Bad Dürkheim kämpft gegen die Hitze
In Bad Dürkheim (Rheinland-Pfalz) werden die Sommer immer heißer. Deshalb hat die Stadt nun einen Plan, wie sie die Menschen vor der Hitze schützen will. Dabei geht es nicht nur um eine einzelne Liste mit Maßnahmen, sondern darum, das Thema Klima bei jeder neuen Planung und jeder Investition mitzudenken.
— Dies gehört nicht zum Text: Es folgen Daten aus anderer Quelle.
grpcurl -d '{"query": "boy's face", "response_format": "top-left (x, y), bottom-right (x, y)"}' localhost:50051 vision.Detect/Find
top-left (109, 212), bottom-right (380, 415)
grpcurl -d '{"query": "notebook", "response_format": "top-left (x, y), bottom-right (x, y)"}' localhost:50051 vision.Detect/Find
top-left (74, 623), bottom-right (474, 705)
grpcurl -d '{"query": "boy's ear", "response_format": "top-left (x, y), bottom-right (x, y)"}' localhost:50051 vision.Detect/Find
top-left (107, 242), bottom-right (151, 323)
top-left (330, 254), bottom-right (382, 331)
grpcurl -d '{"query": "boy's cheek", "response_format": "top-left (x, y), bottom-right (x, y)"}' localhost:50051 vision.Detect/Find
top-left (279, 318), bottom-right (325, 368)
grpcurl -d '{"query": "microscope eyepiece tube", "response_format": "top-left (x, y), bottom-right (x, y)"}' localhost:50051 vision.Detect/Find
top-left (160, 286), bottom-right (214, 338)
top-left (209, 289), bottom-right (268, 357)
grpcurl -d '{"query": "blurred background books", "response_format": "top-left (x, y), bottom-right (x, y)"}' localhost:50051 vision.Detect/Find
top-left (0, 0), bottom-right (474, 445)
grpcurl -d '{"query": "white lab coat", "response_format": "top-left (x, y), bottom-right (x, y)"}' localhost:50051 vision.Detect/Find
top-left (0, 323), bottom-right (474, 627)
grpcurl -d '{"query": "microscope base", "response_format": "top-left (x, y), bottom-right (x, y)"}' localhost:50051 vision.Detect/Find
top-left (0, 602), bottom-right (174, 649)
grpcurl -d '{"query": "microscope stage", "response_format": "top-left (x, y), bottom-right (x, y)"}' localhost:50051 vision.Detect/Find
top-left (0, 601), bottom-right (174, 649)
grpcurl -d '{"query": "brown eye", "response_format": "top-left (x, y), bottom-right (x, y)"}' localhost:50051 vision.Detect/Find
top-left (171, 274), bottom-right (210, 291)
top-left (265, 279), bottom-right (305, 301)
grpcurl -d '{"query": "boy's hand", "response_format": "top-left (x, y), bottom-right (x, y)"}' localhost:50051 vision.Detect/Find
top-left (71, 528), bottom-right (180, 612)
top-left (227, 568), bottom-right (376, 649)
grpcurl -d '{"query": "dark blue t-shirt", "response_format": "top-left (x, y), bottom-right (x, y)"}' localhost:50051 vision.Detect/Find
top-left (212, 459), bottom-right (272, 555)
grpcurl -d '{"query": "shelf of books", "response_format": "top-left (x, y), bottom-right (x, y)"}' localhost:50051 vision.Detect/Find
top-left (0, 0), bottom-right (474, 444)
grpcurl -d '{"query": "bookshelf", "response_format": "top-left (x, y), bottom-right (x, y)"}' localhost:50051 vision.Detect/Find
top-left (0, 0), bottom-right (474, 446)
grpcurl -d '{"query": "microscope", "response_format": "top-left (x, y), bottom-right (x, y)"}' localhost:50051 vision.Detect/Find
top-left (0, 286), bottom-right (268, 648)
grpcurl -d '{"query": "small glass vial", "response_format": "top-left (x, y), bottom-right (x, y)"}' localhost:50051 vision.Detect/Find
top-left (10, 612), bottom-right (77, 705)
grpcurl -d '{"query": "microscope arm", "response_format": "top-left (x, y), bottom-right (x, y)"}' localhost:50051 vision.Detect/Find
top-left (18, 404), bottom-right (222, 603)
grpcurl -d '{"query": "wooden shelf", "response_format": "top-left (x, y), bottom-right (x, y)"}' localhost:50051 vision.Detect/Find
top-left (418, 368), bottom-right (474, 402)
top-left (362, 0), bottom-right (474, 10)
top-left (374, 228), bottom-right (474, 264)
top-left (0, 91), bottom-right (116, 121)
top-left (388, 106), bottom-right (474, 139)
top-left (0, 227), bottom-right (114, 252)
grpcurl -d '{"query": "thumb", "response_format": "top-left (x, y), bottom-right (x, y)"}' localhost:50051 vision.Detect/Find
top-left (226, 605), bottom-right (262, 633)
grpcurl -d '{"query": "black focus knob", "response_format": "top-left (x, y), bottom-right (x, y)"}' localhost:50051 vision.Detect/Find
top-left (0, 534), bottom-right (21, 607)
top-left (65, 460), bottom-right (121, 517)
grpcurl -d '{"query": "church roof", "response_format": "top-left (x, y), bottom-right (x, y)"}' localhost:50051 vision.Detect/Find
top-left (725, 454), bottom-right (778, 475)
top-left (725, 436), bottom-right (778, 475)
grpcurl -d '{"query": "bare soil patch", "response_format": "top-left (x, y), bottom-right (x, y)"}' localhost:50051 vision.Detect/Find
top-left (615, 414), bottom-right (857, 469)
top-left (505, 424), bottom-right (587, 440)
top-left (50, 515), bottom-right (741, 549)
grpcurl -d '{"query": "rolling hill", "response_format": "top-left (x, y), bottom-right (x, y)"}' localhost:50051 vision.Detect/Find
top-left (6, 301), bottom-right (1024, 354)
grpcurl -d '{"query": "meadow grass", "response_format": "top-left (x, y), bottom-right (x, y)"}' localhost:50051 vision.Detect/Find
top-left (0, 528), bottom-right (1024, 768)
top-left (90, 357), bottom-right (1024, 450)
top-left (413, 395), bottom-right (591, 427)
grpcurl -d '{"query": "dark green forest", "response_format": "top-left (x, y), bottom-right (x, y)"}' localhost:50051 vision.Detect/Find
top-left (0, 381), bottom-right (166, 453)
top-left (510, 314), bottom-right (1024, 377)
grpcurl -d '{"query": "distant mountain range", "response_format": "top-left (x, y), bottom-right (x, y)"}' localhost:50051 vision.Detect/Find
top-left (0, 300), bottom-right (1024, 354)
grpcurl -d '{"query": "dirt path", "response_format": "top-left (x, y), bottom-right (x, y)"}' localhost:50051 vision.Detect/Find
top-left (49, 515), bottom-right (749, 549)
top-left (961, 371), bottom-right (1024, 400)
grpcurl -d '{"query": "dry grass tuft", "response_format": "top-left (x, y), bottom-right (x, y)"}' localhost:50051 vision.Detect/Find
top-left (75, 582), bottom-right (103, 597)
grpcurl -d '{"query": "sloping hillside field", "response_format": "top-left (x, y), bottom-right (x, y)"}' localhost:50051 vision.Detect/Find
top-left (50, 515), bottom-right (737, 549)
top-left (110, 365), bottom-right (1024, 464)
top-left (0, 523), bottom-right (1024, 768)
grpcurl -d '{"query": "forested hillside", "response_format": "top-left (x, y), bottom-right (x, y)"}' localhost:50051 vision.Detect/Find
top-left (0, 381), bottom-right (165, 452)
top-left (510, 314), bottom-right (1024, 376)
Wer an heißen Tagen Abkühlung sucht, kann bereits jetzt auf die Trinkwasserbrunnen in der Stadt zurückgreifen. Auch der Kurpark mit der Isenach, die Kneippanlage, der Wasserspielplatz und der 333 Meter lange Gradierbau mit seiner Soleberieselung bieten Erholung. Für die Zukunft ist geplant, die Innenstadt noch stärker zu begrünen. Mehr Bäume und Pflanzen sollen für natürlichen Schatten sorgen, damit man sich in der Stadt wieder wohler fühlt.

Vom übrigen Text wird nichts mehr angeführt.